It was a record-setting warm day in Buffalo yesterday. Yep, we don’t normally touch the mid-to-upper 60s in January and while it was a pleasant temperature for my long run there were still natural elements I had to battle. This time, it was the wind. The sustained speeds made me feel as if I were actually doing a unique resistance workout instead of an easy-paced run while the surging gusts made me feel as if I were a cartoon character, spinning my legs but going nowhere. At one point, I laughed out loud. Because really, there was nothing else I could do.
It was during one of these gusts when the word “abundance” popped into my head. I wasn’t quite sure why. I didn’t know how it was appropriate in that moment. But there it was.

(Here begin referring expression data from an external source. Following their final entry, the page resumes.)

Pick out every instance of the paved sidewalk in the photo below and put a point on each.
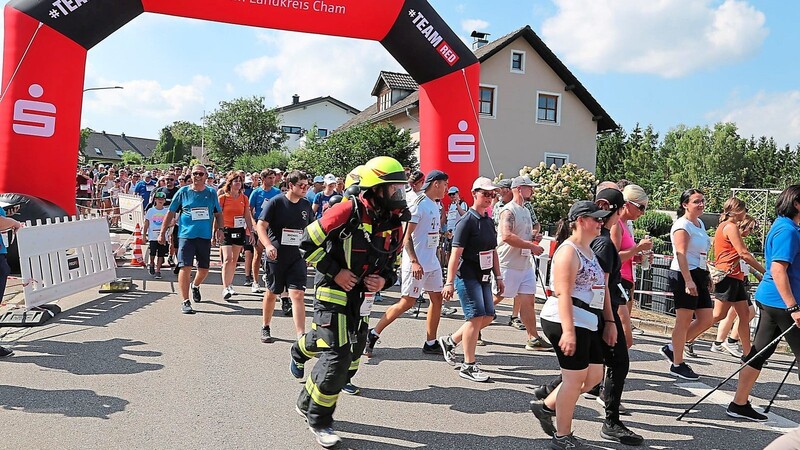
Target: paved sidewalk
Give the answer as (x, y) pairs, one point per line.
(129, 371)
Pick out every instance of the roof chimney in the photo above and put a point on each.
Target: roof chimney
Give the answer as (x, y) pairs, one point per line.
(479, 39)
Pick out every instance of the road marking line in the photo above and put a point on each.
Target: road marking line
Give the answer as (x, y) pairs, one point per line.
(776, 422)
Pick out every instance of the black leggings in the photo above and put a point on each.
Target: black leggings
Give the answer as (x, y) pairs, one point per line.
(772, 323)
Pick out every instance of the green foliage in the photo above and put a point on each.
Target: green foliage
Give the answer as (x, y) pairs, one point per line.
(130, 158)
(251, 162)
(243, 125)
(560, 188)
(655, 223)
(342, 151)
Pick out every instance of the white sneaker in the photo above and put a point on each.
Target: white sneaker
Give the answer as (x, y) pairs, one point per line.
(732, 348)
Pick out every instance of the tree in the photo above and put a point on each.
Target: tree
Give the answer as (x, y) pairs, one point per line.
(342, 151)
(243, 125)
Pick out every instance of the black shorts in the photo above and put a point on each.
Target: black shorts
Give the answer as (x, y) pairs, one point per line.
(234, 236)
(280, 277)
(731, 290)
(678, 288)
(588, 347)
(157, 249)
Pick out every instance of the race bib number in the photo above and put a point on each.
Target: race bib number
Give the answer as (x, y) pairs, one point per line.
(366, 306)
(433, 239)
(486, 259)
(291, 237)
(200, 214)
(598, 296)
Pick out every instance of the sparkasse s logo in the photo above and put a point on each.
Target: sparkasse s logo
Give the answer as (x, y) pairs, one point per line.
(436, 40)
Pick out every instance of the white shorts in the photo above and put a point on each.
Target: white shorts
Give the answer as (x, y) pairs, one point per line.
(517, 282)
(430, 282)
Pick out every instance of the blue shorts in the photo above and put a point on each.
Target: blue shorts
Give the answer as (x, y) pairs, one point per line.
(189, 249)
(475, 297)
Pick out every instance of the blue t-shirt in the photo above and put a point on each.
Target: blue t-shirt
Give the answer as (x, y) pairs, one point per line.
(143, 188)
(3, 249)
(197, 209)
(782, 244)
(259, 197)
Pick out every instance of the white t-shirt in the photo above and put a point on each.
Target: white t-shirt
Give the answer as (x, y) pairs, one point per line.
(425, 214)
(156, 219)
(697, 249)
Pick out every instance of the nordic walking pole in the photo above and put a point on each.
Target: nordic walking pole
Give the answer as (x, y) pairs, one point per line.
(791, 366)
(774, 342)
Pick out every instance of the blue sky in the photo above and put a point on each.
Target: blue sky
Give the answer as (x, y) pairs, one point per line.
(664, 63)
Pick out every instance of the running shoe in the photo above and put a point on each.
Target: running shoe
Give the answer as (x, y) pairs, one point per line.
(372, 339)
(620, 433)
(432, 349)
(448, 349)
(186, 307)
(683, 371)
(326, 437)
(286, 306)
(473, 372)
(667, 352)
(351, 389)
(733, 348)
(448, 311)
(745, 411)
(266, 336)
(538, 343)
(688, 351)
(545, 417)
(568, 442)
(516, 323)
(196, 293)
(298, 369)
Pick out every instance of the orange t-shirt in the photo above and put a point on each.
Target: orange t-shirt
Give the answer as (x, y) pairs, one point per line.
(726, 257)
(233, 208)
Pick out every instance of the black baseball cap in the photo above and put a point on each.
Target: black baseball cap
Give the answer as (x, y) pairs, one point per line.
(586, 208)
(433, 175)
(613, 196)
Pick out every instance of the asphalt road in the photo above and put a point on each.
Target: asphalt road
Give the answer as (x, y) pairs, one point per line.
(129, 371)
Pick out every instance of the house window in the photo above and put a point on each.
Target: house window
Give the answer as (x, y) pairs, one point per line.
(559, 159)
(488, 100)
(517, 61)
(548, 108)
(385, 101)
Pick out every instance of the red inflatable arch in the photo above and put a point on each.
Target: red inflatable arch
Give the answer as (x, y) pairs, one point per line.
(44, 61)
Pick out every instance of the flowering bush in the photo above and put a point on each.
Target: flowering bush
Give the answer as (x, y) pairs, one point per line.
(560, 188)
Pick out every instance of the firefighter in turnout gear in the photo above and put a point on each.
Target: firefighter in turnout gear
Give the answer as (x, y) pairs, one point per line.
(355, 247)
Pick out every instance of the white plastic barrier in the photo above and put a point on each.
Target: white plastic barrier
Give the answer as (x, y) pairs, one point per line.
(64, 257)
(131, 211)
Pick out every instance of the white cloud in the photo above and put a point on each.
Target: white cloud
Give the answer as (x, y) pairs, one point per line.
(313, 65)
(670, 38)
(775, 114)
(470, 25)
(144, 102)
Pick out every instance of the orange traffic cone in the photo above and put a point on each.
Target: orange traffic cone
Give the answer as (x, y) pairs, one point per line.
(137, 260)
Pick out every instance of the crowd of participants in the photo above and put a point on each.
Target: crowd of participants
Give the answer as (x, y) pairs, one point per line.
(383, 224)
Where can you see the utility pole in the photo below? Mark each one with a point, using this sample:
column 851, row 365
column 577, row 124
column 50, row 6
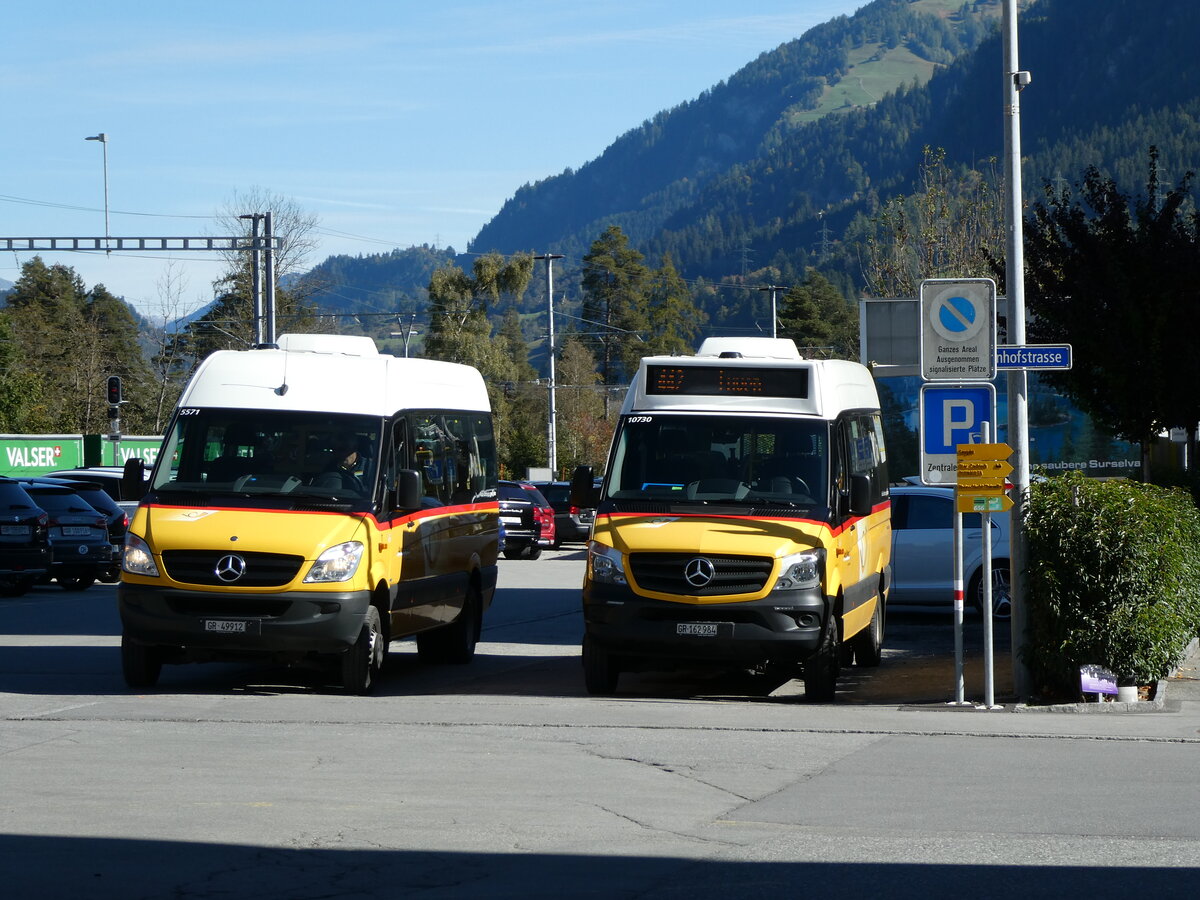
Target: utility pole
column 1018, row 379
column 409, row 330
column 103, row 142
column 269, row 265
column 551, row 433
column 773, row 288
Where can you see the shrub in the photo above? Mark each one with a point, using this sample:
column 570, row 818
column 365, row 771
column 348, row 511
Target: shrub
column 1114, row 580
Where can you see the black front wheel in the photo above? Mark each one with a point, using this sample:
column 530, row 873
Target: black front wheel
column 454, row 643
column 1001, row 591
column 822, row 667
column 363, row 663
column 868, row 643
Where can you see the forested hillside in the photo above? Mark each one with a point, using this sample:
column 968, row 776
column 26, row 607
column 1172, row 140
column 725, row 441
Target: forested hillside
column 787, row 163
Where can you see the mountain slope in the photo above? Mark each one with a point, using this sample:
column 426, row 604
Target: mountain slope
column 660, row 168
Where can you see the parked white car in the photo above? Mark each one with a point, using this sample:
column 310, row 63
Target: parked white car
column 923, row 551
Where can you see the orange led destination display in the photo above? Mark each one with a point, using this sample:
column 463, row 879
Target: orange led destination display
column 727, row 382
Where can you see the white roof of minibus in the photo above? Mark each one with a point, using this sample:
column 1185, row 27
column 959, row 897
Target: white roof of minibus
column 834, row 385
column 331, row 372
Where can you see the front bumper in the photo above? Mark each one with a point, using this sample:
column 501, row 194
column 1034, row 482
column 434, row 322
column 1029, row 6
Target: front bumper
column 211, row 624
column 783, row 628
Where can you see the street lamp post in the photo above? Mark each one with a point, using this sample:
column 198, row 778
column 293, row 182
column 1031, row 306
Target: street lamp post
column 773, row 289
column 103, row 141
column 552, row 425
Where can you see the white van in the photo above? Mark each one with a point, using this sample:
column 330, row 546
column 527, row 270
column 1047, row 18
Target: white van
column 315, row 502
column 743, row 520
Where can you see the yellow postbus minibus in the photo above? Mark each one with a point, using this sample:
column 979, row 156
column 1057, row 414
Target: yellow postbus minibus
column 312, row 502
column 743, row 520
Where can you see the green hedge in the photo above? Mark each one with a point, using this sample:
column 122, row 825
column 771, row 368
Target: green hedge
column 1114, row 580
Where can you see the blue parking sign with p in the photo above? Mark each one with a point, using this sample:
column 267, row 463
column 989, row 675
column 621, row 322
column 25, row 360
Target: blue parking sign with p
column 953, row 414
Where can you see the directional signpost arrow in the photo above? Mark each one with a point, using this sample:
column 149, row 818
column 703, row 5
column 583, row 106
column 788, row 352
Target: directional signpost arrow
column 981, row 478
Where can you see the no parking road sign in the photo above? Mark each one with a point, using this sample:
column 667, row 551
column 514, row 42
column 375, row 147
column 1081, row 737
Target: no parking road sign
column 952, row 414
column 958, row 329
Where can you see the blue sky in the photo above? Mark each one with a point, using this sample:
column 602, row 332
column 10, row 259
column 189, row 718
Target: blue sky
column 394, row 124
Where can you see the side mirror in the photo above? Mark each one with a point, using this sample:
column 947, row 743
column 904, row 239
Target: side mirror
column 408, row 489
column 583, row 490
column 861, row 496
column 133, row 479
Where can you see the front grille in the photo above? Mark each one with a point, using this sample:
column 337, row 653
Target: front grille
column 235, row 607
column 664, row 574
column 263, row 570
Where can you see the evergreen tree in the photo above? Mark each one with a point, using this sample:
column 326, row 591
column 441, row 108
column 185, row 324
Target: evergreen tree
column 675, row 319
column 460, row 331
column 615, row 299
column 817, row 317
column 66, row 340
column 1116, row 277
column 583, row 433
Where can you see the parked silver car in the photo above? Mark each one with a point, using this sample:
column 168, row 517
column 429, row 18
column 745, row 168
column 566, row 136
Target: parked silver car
column 923, row 551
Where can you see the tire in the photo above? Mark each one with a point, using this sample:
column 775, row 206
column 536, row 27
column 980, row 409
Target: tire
column 141, row 664
column 822, row 667
column 1001, row 591
column 75, row 582
column 363, row 663
column 868, row 643
column 454, row 643
column 600, row 669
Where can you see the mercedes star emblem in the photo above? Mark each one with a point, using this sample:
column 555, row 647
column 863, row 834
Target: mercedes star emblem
column 231, row 568
column 699, row 571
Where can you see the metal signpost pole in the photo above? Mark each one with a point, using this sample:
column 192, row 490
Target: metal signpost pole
column 552, row 425
column 959, row 684
column 1018, row 379
column 989, row 679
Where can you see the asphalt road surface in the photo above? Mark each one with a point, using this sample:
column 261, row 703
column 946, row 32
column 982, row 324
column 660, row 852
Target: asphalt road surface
column 503, row 779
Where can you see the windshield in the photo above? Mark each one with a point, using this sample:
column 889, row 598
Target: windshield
column 754, row 460
column 323, row 455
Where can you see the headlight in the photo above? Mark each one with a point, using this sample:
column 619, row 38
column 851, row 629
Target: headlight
column 799, row 571
column 137, row 558
column 607, row 564
column 336, row 564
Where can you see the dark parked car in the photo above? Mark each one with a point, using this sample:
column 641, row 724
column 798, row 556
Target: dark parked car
column 24, row 539
column 573, row 525
column 523, row 511
column 101, row 501
column 79, row 546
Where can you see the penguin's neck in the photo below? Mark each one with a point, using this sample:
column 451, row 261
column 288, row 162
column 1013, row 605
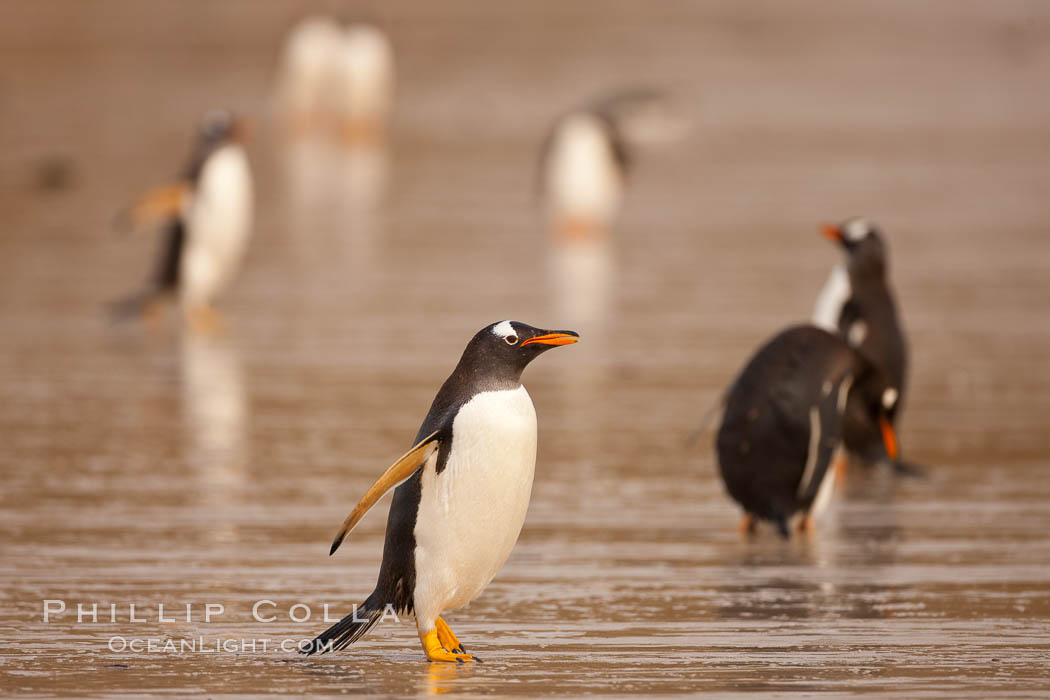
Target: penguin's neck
column 867, row 272
column 475, row 377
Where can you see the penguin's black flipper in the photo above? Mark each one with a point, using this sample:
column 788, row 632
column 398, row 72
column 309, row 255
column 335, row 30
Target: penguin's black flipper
column 708, row 418
column 399, row 471
column 909, row 469
column 131, row 305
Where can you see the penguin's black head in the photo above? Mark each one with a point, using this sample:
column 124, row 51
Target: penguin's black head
column 855, row 234
column 503, row 349
column 219, row 126
column 863, row 244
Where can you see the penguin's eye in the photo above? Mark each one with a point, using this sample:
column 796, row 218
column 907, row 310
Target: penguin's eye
column 889, row 398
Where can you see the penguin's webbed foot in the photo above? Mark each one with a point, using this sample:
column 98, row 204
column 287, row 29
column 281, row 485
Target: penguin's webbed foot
column 436, row 651
column 204, row 320
column 447, row 637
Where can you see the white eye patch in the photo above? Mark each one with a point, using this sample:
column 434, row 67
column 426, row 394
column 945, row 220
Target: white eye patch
column 504, row 329
column 856, row 229
column 889, row 398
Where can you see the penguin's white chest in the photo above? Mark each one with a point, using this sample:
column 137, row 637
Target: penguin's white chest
column 218, row 224
column 471, row 513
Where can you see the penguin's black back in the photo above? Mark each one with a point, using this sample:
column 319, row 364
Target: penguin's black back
column 884, row 344
column 479, row 369
column 763, row 440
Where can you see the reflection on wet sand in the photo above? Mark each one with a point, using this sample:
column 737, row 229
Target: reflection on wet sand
column 134, row 472
column 215, row 414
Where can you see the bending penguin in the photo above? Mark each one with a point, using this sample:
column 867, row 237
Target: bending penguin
column 858, row 303
column 464, row 489
column 206, row 216
column 585, row 158
column 782, row 423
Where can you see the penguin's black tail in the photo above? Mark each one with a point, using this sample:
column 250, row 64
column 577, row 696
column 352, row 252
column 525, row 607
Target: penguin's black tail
column 782, row 529
column 349, row 630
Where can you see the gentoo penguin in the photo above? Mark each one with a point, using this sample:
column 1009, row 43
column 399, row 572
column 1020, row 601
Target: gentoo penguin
column 782, row 423
column 858, row 303
column 585, row 158
column 337, row 78
column 466, row 486
column 206, row 216
column 363, row 86
column 305, row 80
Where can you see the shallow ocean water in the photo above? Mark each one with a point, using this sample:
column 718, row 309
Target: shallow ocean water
column 143, row 467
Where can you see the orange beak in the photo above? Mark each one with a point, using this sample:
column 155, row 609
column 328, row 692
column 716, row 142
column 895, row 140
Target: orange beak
column 832, row 233
column 888, row 438
column 553, row 339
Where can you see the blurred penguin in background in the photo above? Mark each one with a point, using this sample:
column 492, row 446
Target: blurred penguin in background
column 335, row 97
column 584, row 166
column 206, row 218
column 336, row 82
column 858, row 303
column 306, row 73
column 783, row 424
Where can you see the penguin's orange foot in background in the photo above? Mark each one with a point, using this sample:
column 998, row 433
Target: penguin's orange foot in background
column 840, row 468
column 204, row 320
column 436, row 652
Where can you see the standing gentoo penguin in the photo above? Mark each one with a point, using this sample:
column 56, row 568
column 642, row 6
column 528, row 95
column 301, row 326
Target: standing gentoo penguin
column 207, row 215
column 466, row 487
column 783, row 422
column 858, row 303
column 338, row 78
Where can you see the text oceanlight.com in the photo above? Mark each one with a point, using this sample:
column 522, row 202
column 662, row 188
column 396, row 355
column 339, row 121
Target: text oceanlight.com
column 263, row 611
column 62, row 612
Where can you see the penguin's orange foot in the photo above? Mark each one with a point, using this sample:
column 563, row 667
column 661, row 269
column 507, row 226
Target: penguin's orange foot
column 447, row 637
column 204, row 320
column 841, row 462
column 436, row 652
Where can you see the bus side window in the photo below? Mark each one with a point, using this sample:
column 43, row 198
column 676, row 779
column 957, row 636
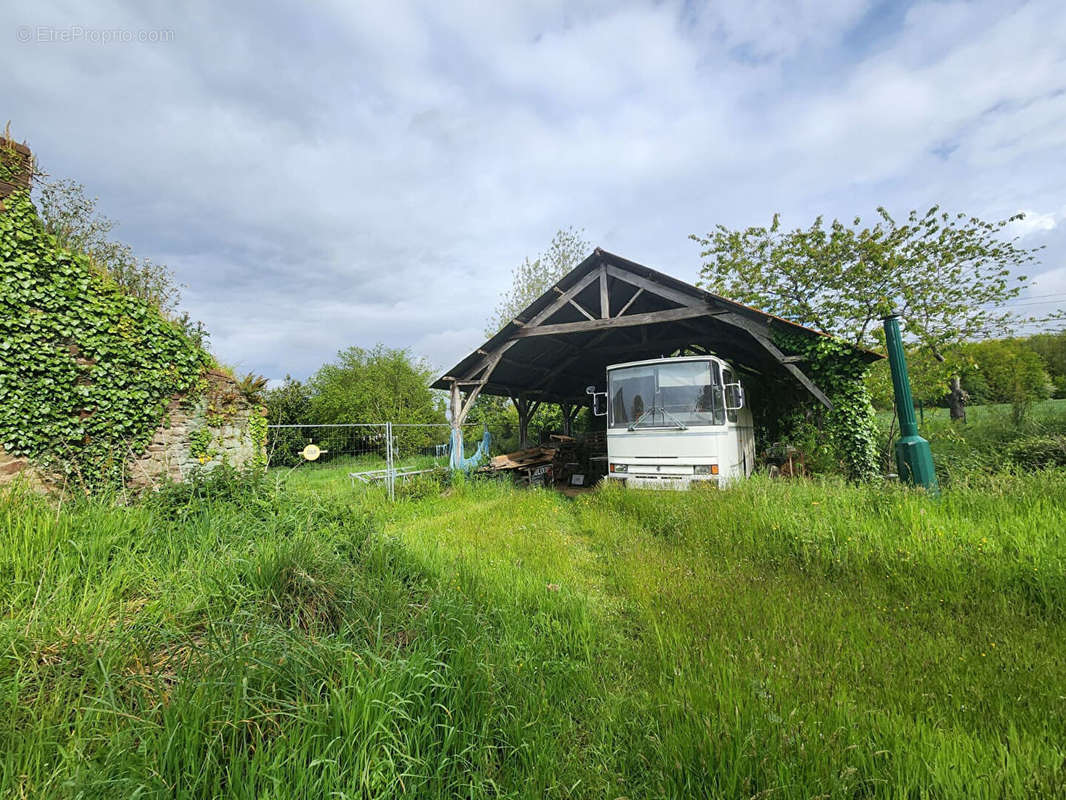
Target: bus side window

Abundance.
As I turned down my street to polish off my long run, I heard a very loud, and very annoying, CAW. It wasn’t too difficult to spot the one crow perched on the rooftop of a neighbor’s house. I smiled, remembering that the previous day my friend Mary and I went for a walk in the woods and encountered a very noisy, and annoying, crow convention. The crows, rather en masse or one single bird, often took my focus away from the present moment. The “caw” was distracting and seemed to serve no purpose other than annoying the crap out of me.
How many times am I distracted by the caws of my own gremlins? How often do I allow them to drown out the other possibilities? What if this run of ups and downs, good miles and tough miles, was exactly what I needed today? What if I am exactly where I need to be in training for my spring half marathon?
This is where abundance comes into play. Because what if instead of coming from a place of thinking of all the things I lack, all the things I’m afraid to lose, all the things I’m afraid I’ll never have, I came from a place of abundance? What if I believed that I have plenty of everything I need to achieve what it is I really want? What if I believed that was true for everyone? What if there is enough good stuff to around?
What if I didn’t need to get to abundance? What if I only needed to recognize that I already have abundance?